Anggota Pansus TRAP DPRD Bali, I Wayan Tagel Winarta mengungkapkan bahwa hasil rapat menunjukkan masih adanya kekurangan administrasi yang harus segera dipenuhi oleh pihak perusahaan.
“Terjadi reklamasi dan masih ada kelengkapan perizinan yang belum maksimal, khususnya terkait izin penambangan. Karena itu pansus merekomendasikan agar dilengkapi,” kata Politisi asal Gianyar ini.
Sorotan terhadap Tambang Liar di Bali Selatan
Selain membahas PT Pasir Toya Anyar Kubu, pansus juga menyoroti maraknya aktivitas penambangan liar di wilayah Bali selatan. Beberapa perusahaan yang turut disorot antara lain PT Hillstone dan manajemen Undagi Bali Sadewa yang melakukan penambangan tanah putih di kawasan Kampial.
Dari paparan yang diterima pansus, sejumlah aktivitas pertambangan disebut berjalan tanpa dokumen resmi dan diduga bersifat pribadi.
“Di aturan penambangan sudah jelas harus dilengkapi legalitas.
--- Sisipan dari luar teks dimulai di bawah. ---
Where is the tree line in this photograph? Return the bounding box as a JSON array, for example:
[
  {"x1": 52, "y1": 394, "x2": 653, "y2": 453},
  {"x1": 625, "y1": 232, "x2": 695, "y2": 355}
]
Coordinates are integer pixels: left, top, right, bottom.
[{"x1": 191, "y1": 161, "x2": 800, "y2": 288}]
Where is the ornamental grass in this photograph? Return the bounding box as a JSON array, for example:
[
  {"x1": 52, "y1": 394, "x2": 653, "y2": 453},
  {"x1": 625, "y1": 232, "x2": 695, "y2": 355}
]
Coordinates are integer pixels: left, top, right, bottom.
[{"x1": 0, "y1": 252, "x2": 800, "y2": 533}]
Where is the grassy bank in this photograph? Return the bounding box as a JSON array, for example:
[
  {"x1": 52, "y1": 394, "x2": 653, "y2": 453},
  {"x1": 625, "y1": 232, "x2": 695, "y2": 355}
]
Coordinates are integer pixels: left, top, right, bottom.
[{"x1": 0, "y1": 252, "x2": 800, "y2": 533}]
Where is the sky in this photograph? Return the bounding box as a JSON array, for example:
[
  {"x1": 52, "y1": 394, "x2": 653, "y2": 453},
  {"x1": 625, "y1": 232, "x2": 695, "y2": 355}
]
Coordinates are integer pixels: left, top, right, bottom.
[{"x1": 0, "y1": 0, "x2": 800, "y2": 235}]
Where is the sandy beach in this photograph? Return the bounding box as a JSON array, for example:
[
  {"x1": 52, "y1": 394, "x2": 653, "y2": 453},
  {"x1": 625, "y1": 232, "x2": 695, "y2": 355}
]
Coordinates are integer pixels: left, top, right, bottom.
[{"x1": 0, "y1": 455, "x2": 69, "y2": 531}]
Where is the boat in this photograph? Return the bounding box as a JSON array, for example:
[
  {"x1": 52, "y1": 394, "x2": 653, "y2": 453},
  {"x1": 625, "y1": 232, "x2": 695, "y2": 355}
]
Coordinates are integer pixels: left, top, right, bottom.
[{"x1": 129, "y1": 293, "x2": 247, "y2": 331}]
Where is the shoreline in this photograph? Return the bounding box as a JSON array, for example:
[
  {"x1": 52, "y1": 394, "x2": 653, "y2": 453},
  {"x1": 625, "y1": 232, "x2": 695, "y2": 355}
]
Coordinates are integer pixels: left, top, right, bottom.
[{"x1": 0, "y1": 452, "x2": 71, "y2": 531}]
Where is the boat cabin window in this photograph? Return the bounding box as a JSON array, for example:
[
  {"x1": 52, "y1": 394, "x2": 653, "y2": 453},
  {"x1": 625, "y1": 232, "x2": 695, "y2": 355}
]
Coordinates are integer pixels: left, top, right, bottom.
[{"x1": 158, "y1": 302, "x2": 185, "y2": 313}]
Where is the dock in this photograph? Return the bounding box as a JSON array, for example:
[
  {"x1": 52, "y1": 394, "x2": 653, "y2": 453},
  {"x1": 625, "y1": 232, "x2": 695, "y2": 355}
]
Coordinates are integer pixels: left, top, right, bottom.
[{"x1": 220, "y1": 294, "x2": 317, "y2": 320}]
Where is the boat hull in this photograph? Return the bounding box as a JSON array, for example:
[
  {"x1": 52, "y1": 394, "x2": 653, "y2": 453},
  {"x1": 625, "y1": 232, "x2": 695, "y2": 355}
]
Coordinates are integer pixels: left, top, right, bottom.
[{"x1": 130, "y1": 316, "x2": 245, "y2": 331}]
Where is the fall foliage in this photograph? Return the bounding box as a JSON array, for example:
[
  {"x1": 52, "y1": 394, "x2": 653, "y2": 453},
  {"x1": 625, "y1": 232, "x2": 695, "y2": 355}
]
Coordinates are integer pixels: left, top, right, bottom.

Tapi dari paparan yang kami terima, masih banyak yang belum memiliki izin lengkap,” tegasnya.
Pansus TRAP memberikan waktu dua minggu kepada PT Hillstone dan manajemen Undagi Bali Sadewa untuk melengkapi seluruh dokumen serta menunjukkan izin resmi yang dipersyaratkan.
Penutupan Sementara Hingga Izin Lengkap
Khusus untuk tambang pasir PT Pasir Toya Anyar Kubu, pansus merekomendasikan penutupan sementara karena dinilai terjadi pelanggaran serta adanya persoalan di lapangan.
“Kalau yang pasir (PT Pasir Toya Anyar Kubu ) karena terjadi persoalan dan izin belum lengkap, maka direkomendasikan ditutup sementara. Kalau mereka sudah bisa menunjukkan izin dan tidak ada persoalan hukum, bisa dibuka kembali,” jelasnya.
Rekomendasi tersebut juga mempertimbangkan informasi dari aparat penegak perda yang menilai adanya dugaan pelanggaran di lokasi tambang. Langkah ini diambil untuk menjaga konsistensi penegakan aturan tata ruang dan perizinan di Bali agar tidak menjadi preseden buruk.
Diminta Perbaiki Komunikasi dengan Masyarakat
Pansus TRAP DPRD Bali turut menyoroti minimnya komunikasi perusahaan dengan masyarakat sekitar lokasi tambang. Ke depan, perusahaan diminta lebih aktif berkoordinasi dengan perangkat desa dan lingkungan setempat sebelum menjalankan aktivitas operasional.
“Hal-hal yang menyangkut akses jalan dan lingkungan masyarakat harus dikomunikasikan dengan baik. Jangan sampai menimbulkan konflik sosial,” tegasnya.
DPRD Bali berharap penataan sektor pertambangan di Pulau Dewata dapat berjalan lebih tertib, transparan, serta tetap memperhatikan aspek kelestarian lingkungan. Selama proses pelengkapan izin berlangsung, aktivitas tambang pasir tersebut dihentikan sementara hingga seluruh persyaratan dinyatakan lengkap. (red).